December 1972

Immunity to Measles in Children Vaccinated Before and After 1 Year of Age

Author Affiliations

Oklahoma City
From the Epidemiology Program, Center for Disease Control, Atlanta (Dr. Reynolds); theDivision of Epidemiology, Oklahoma State Health Department (Dr. Reynolds); and the Division of Pediatrics, Oklahoma City (Dr. Start). Dr. Reynolds is now at the Department of Pediatrics, University of Alabama School of Medicine, Birmingham.

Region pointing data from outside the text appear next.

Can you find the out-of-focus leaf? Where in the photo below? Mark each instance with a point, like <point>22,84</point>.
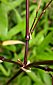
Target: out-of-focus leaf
<point>11,5</point>
<point>6,73</point>
<point>11,42</point>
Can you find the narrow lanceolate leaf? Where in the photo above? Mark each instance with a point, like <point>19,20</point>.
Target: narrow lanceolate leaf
<point>3,22</point>
<point>11,42</point>
<point>33,76</point>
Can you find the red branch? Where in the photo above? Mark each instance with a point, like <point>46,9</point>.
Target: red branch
<point>27,32</point>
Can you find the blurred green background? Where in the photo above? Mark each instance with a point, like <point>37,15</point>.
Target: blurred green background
<point>12,27</point>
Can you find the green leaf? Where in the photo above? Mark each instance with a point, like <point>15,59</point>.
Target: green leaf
<point>25,80</point>
<point>33,76</point>
<point>3,22</point>
<point>18,28</point>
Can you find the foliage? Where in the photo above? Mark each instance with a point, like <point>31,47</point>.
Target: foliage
<point>12,27</point>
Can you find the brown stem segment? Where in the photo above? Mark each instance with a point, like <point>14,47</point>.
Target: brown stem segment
<point>27,32</point>
<point>19,72</point>
<point>10,61</point>
<point>32,30</point>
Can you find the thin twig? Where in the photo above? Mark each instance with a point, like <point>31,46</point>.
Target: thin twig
<point>17,73</point>
<point>39,4</point>
<point>31,30</point>
<point>46,62</point>
<point>44,68</point>
<point>27,32</point>
<point>10,61</point>
<point>52,80</point>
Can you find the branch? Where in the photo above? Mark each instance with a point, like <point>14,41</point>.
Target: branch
<point>8,60</point>
<point>46,62</point>
<point>39,4</point>
<point>17,73</point>
<point>43,11</point>
<point>44,68</point>
<point>27,32</point>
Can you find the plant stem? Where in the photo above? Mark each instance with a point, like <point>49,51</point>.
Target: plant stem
<point>43,11</point>
<point>17,73</point>
<point>27,32</point>
<point>10,61</point>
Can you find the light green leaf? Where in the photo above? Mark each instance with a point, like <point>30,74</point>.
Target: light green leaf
<point>3,22</point>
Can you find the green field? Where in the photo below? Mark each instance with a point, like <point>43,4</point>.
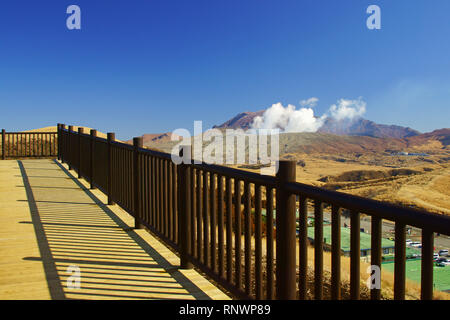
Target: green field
<point>441,275</point>
<point>345,238</point>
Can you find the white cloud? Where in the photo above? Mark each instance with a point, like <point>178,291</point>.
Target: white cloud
<point>311,102</point>
<point>347,109</point>
<point>289,119</point>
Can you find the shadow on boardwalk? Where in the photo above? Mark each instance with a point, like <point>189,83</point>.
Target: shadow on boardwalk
<point>75,229</point>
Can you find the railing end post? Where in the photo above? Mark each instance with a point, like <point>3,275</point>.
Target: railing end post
<point>111,136</point>
<point>184,209</point>
<point>3,144</point>
<point>285,236</point>
<point>138,142</point>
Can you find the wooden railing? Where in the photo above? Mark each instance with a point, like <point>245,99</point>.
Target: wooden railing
<point>212,216</point>
<point>28,144</point>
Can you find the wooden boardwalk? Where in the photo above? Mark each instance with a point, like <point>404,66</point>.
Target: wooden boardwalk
<point>51,225</point>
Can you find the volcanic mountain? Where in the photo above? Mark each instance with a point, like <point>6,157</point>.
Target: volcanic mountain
<point>356,127</point>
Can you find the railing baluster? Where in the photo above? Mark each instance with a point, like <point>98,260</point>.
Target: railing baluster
<point>400,259</point>
<point>258,244</point>
<point>220,225</point>
<point>193,213</point>
<point>318,250</point>
<point>355,255</point>
<point>3,144</point>
<point>375,253</point>
<point>229,208</point>
<point>269,244</point>
<point>286,240</point>
<point>206,216</point>
<point>212,197</point>
<point>247,235</point>
<point>199,216</point>
<point>426,289</point>
<point>237,233</point>
<point>335,253</point>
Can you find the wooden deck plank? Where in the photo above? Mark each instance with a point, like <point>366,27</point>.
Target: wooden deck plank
<point>49,221</point>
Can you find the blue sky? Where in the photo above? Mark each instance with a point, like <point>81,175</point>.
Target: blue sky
<point>153,66</point>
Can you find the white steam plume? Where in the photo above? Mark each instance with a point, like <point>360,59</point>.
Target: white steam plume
<point>348,109</point>
<point>289,119</point>
<point>311,102</point>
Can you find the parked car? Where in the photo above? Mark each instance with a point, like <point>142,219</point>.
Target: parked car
<point>443,263</point>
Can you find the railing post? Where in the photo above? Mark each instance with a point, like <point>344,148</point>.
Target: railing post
<point>63,126</point>
<point>111,137</point>
<point>69,148</point>
<point>285,234</point>
<point>80,132</point>
<point>137,143</point>
<point>3,144</point>
<point>58,130</point>
<point>184,210</point>
<point>91,173</point>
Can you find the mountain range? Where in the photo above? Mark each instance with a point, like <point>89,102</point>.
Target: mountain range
<point>356,127</point>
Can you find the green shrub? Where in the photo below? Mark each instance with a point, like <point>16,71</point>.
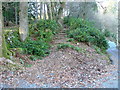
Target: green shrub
<point>84,31</point>
<point>33,47</point>
<point>94,36</point>
<point>64,46</point>
<point>44,29</point>
<point>74,23</point>
<point>107,33</point>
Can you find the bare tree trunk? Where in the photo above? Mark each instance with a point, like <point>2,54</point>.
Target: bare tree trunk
<point>52,10</point>
<point>60,11</point>
<point>1,29</point>
<point>44,12</point>
<point>49,11</point>
<point>41,5</point>
<point>23,29</point>
<point>16,15</point>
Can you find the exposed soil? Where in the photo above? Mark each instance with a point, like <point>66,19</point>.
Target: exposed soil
<point>64,68</point>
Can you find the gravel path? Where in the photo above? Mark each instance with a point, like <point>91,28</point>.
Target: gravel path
<point>65,69</point>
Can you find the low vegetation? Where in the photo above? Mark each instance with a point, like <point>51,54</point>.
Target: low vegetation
<point>84,31</point>
<point>37,44</point>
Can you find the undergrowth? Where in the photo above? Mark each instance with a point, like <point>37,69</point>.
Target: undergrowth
<point>85,31</point>
<point>65,45</point>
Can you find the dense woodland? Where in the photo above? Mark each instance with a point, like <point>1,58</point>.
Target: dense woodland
<point>33,31</point>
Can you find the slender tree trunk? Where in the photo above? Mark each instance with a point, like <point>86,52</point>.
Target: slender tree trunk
<point>49,11</point>
<point>52,10</point>
<point>16,15</point>
<point>60,11</point>
<point>41,5</point>
<point>23,29</point>
<point>1,29</point>
<point>44,12</point>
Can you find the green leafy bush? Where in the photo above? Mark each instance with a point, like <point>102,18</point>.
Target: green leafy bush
<point>91,35</point>
<point>84,31</point>
<point>74,23</point>
<point>44,29</point>
<point>64,46</point>
<point>33,47</point>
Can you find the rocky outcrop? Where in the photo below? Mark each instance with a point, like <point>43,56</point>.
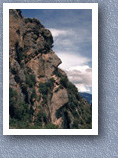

Am J Dis Child. 1972;124(6):848-850. doi:10.1001/archpedi.1972.02110180050006

Humoral immunity to measles was studied in a group of children vaccinated before and a group vaccinated after their first birthday in the same office practice. All received live attenuated measles vaccine with measles immune globulin (MIG). The average postvaccination interval was five years. A significantly higher percentage of those vaccinated before 12 months of age were without detectable hemagglutination-inhibition antibody. Excessive dosage of MIG was not a significant factor in determining the lack of immune response. Revaccination of 12 seronegative children elicited an anamnestic antibody response in seven. The adjusted seroconversion rates, considering the anamnestic response to revaccination, were 79% and 100% for children vaccinated before and after their first birthday, respectively. These data support the recent recommendation that all children vaccinated before 9 to 10 months of age be routinely revaccinated.